Note: This article shares my personal experience. It is not medical advice. If you have persistent fatigue or health concerns, please consult a qualified doctor.
For a period of several months last year, I was consistently tired in a way that felt disproportionate to what I was actually doing. Long hours at work are part of life in IT, and I accepted some tiredness as normal. But this felt different — a persistent low-energy state that made everything feel harder than it should.
I tried a few things, some of which worked and some of which did not. Here is my honest account of what actually made a difference.
The change that produced the most noticeable improvement was also the one I was most sceptical about before trying it. Spending ten to fifteen minutes outside in natural daylight within the first hour of waking up — just standing on the balcony with my morning coffee, or a short walk before getting into work mode — produced a change in my morning alertness that I noticed within about a week of making it consistent.
I later learned this works through the effect of morning light on cortisol and melatonin regulation — essentially resetting your body's internal clock each morning. The explanation made sense after I had already experienced the benefit. I still do it every morning now.

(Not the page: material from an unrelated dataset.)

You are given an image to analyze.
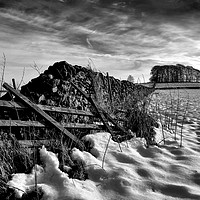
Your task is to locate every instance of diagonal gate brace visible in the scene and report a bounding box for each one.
[3,83,85,150]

I was not drinking enough water during the workday. Sitting at a desk, focused on work, it is surprisingly easy to reach mid-afternoon having drunk far less than you should have. Once I started keeping a water bottle consistently at my desk and drinking from it regularly throughout the day, the afternoon energy crashes that I had been experiencing became noticeably less frequent and less severe.
The most effective changes to daily energy levels are usually the most boring ones — better sleep consistency, adequate hydration, brief movement throughout the day. They work precisely because they are addressing genuine physiological needs rather than trying to override them.
I used to try to compensate for late nights during the week by sleeping significantly longer on weekends. This turns out to be counterproductive — the irregular schedule disrupts your circadian rhythm more than the lost hours help. When I committed to waking up at the same time every day including weekends, and going to bed at a consistent time, the overall quality of my sleep improved meaningfully even when the total hours were similar to before.
Energy drinks and extra coffee produced short-term alertness followed by crashes that left me feeling worse than before. Supplements I tried without specific guidance produced no noticeable effect. The honest truth is that the boring, free interventions worked and the more exciting, expensive ones did not.